Internet Engineering Task Force
INTERNET-DRAFT Jitendra Padhye
draft-ietf-dccp-ccid3-00.txt Microsoft Research
Sally Floyd
Eddie Kohler
ICIR
23 October 2002
Expires: April 2003
Profile for DCCP Congestion Control ID 3:
TFRC Congestion Control
Status of this Document
This document is an Internet-Draft and is in full conformance with
all provisions of Section 10 of RFC2026.
Internet-Drafts are working documents of the Internet Engineering
Task Force (IETF), its areas, and its working groups. Note that
other groups may also distribute working documents as Internet-
Drafts.
Internet-Drafts are draft documents valid for a maximum of six
months and may be updated, replaced, or obsoleted by other documents
at any time. It is inappropriate to use Internet-Drafts as reference
material or to cite them other than as "work in progress."

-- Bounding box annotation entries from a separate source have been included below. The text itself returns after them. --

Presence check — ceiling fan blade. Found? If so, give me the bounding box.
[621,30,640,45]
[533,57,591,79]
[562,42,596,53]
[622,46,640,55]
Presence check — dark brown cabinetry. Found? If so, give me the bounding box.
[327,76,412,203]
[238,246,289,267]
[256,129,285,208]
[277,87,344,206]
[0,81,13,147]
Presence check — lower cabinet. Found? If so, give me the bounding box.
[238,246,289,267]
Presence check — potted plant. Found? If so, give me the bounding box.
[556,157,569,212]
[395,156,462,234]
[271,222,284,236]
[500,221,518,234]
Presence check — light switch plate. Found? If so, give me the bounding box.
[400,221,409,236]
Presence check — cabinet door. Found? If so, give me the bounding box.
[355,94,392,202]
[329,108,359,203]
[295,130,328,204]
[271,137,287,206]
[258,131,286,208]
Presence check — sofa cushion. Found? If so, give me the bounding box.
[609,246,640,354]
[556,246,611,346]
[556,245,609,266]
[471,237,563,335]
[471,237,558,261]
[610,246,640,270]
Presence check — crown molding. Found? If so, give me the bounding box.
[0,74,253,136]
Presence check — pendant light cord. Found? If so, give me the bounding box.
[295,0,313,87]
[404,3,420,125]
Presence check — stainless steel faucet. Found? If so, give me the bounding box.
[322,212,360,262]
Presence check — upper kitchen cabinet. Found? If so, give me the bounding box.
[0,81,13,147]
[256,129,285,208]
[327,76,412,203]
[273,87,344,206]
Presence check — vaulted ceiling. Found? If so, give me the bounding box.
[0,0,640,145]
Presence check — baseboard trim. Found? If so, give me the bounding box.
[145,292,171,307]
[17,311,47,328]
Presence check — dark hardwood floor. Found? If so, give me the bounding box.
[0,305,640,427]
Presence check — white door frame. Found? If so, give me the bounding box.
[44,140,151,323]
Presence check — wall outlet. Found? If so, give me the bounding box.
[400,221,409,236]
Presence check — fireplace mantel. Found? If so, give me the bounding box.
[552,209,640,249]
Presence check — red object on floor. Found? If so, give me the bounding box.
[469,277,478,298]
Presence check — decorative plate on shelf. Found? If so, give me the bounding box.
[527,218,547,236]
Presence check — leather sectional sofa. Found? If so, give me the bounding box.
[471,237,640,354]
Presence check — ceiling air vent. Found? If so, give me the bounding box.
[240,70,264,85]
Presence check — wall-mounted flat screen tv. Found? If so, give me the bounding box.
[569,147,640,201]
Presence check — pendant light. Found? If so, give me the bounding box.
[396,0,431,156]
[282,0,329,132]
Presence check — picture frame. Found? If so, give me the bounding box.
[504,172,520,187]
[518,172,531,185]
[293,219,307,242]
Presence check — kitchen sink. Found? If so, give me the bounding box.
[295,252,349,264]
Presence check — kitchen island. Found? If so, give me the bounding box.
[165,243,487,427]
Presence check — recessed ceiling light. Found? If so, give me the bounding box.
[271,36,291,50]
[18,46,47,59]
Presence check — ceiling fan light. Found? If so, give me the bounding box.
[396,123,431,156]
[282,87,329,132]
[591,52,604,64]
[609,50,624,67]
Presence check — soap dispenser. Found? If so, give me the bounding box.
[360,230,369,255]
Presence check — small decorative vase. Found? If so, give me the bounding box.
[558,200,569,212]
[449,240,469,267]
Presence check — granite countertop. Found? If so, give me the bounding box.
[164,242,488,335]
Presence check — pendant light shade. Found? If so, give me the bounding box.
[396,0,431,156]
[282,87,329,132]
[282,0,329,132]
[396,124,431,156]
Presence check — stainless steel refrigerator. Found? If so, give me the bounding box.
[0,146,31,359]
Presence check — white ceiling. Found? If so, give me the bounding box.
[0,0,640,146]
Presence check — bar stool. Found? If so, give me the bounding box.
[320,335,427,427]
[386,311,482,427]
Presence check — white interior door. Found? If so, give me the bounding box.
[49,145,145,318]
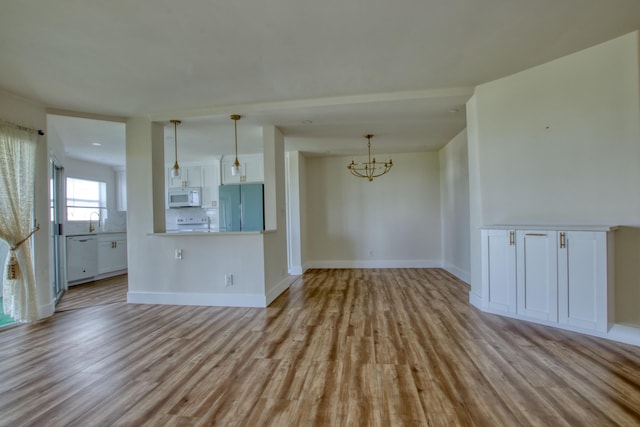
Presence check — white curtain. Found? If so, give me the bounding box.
[0,122,39,322]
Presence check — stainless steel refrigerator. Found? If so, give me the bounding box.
[218,184,264,231]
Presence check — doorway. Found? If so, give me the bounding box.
[49,156,66,303]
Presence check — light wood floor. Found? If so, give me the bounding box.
[0,269,640,427]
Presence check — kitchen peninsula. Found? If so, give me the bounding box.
[127,122,289,307]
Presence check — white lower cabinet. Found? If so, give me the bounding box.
[558,231,614,331]
[516,230,558,322]
[67,236,98,282]
[482,229,516,313]
[481,227,614,332]
[98,233,127,274]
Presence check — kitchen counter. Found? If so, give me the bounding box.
[65,231,127,237]
[152,230,276,237]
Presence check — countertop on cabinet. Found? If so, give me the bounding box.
[64,231,127,237]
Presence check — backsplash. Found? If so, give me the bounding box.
[64,209,127,235]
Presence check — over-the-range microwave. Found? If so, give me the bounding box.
[168,187,202,208]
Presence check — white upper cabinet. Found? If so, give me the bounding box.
[167,166,202,188]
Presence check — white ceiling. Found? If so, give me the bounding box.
[5,0,640,168]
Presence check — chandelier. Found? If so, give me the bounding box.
[169,120,181,178]
[347,134,393,181]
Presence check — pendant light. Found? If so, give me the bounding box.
[169,120,182,178]
[230,114,242,176]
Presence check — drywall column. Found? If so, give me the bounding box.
[286,151,303,274]
[467,95,483,307]
[126,118,165,288]
[263,126,289,304]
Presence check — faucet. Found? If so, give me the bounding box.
[89,211,100,233]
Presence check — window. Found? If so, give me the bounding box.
[67,178,107,221]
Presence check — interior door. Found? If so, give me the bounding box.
[49,157,66,302]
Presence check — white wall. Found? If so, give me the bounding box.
[0,91,55,318]
[439,129,471,283]
[305,153,441,268]
[467,32,640,318]
[475,33,640,225]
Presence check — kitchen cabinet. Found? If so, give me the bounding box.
[67,236,98,282]
[167,166,202,188]
[222,154,264,184]
[481,226,615,332]
[98,233,127,275]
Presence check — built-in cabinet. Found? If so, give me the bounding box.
[481,227,614,332]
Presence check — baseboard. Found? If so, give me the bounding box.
[607,324,640,346]
[469,291,485,311]
[265,277,291,306]
[38,300,56,319]
[442,264,471,285]
[469,300,640,346]
[289,265,304,276]
[127,290,268,307]
[307,259,442,269]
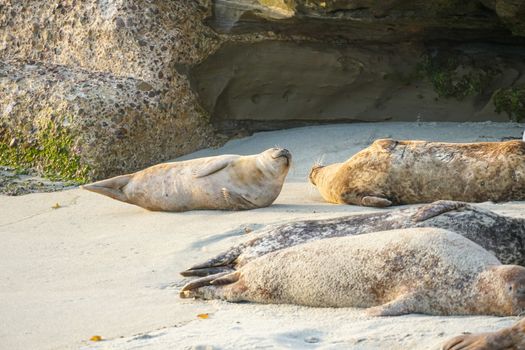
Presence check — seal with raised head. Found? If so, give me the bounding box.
[181,201,525,276]
[309,139,525,207]
[180,228,525,316]
[442,318,525,350]
[82,148,292,211]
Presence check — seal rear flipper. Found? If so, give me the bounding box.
[180,266,235,277]
[180,247,241,277]
[80,174,133,202]
[366,293,419,316]
[412,200,468,222]
[179,271,240,299]
[361,196,392,208]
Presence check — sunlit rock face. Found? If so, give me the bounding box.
[0,0,525,179]
[0,0,221,178]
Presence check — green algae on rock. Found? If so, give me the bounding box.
[0,120,89,183]
[493,85,525,122]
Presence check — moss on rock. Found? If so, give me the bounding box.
[419,55,497,101]
[493,85,525,122]
[0,120,89,183]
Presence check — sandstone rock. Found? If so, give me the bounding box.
[0,59,211,178]
[0,0,220,178]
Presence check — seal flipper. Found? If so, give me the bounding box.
[192,157,232,178]
[80,174,133,203]
[180,246,242,277]
[366,293,419,316]
[412,200,468,222]
[361,196,392,208]
[221,188,259,209]
[179,271,241,301]
[180,266,235,277]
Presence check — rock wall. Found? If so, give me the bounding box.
[0,0,220,180]
[0,0,525,181]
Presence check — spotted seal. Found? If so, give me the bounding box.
[309,139,525,207]
[82,148,292,211]
[180,228,525,316]
[442,318,525,350]
[181,201,525,276]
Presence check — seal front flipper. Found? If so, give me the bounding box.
[191,157,234,178]
[221,188,258,209]
[80,174,133,203]
[412,200,468,222]
[361,196,392,208]
[366,293,420,316]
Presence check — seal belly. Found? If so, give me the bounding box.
[387,142,525,204]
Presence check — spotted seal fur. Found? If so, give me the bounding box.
[181,201,525,276]
[309,139,525,207]
[180,228,525,316]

The list of current Internet-Drafts can be accessed at
http://www.ietf.org/ietf/1id-abstracts.txt
The list of Internet-Draft Shadow Directories can be accessed at
http://www.ietf.org/shadow.html.
Abstract
This document contains the profile for Congestion Control
Identifier 3, TCP-friendly rate control (TFRC), in the
Datagram Congestion Control Protocol (DCCP). DCCP implements
a congestion-controlled unreliable datagram flow suitable for
use by applications such as streaming media. The TFRC CCID is
used by applications that want a TCP-friendly send rate,
Padhye/Floyd/Kohler [Page 1]
INTERNET-DRAFT Expires: April 2003 October 2002
possibly with Explicit Congestion Notification (ECN), while
minimizing abrupt rate changes.
Padhye/Floyd/Kohler [Page 2]
INTERNET-DRAFT Expires: April 2003 October 2002
Table of Contents
1. Introduction. . . . . . . . . . . . . . . . . . . . . . 4
1.1. Usage Scenario . . . . . . . . . . . . . . . . . . . 4
1.2. Example Half-Connection. . . . . . . . . . . . . . . 4
2. Connection Establishment. . . . . . . . . . . . . . . . 5
3. Congestion Control on Data Packets. . . . . . . . . . . 5
4. Acknowledgments . . . . . . . . . . . . . . . . . . . . 6
4.1. Congestion Control on Acknowledgments. . . . . . . . 6
4.2. Quiescence . . . . . . . . . . . . . . . . . . . . . 6
4.3. Acknowledgments of Acknowledgments . . . . . . . . . 7
5. Explicit Congestion Notification. . . . . . . . . . . . 7
6. Relevant Options and Features . . . . . . . . . . . . . 7
6.1. Window counter option. . . . . . . . . . . . . . . . 7
6.2. Elapsed time option. . . . . . . . . . . . . . . . . 8
6.3. Loss Event Rate Option . . . . . . . . . . . . . . . 8
6.4. Receive Rate Option. . . . . . . . . . . . . . . . . 8
6.5. ECN Nonce Option . . . . . . . . . . . . . . . . . . 8
7. Application Requirements. . . . . . . . . . . . . . . . 9
8. Design Considerations . . . . . . . . . . . . . . . . . 10
8.1. Determining Loss Events. . . . . . . . . . . . . . . 10
8.2. Sending Feedback Packets . . . . . . . . . . . . . . 11
9. Thanks. . . . . . . . . . . . . . . . . . . . . . . . . 12
10. References . . . . . . . . . . . . . . . . . . . . . . 12
11. Authors' Addresses . . . . . . . . . . . . . . . . . . 14
Padhye/Floyd/Kohler [Page 3]
INTERNET-DRAFT Expires: April 2003 October 2002
1. Introduction
This document contains the profile for Congestion Control Identifier
3, TCP-friendly rate control (TFRC), in the Datagram Congestion
Control Protocol (DCCP). DCCP uses Congestion Control Identifiers,
or CCIDs, to specify the congestion control mechanism in use on a
half-connection. (A half-connection might consist of data packets
sent from DCCP A to DCCP B, plus acknowledgments sent from DCCP B to
DCCP A. DCCP A is the sending DCCP, and DCCP B the acknowledging
DCCP, for this half-connection.)
TFRC is a receiver-based congestion control mechanism that provides
a TCP-friendly send rate, while minimizing abrupt rate changes [1].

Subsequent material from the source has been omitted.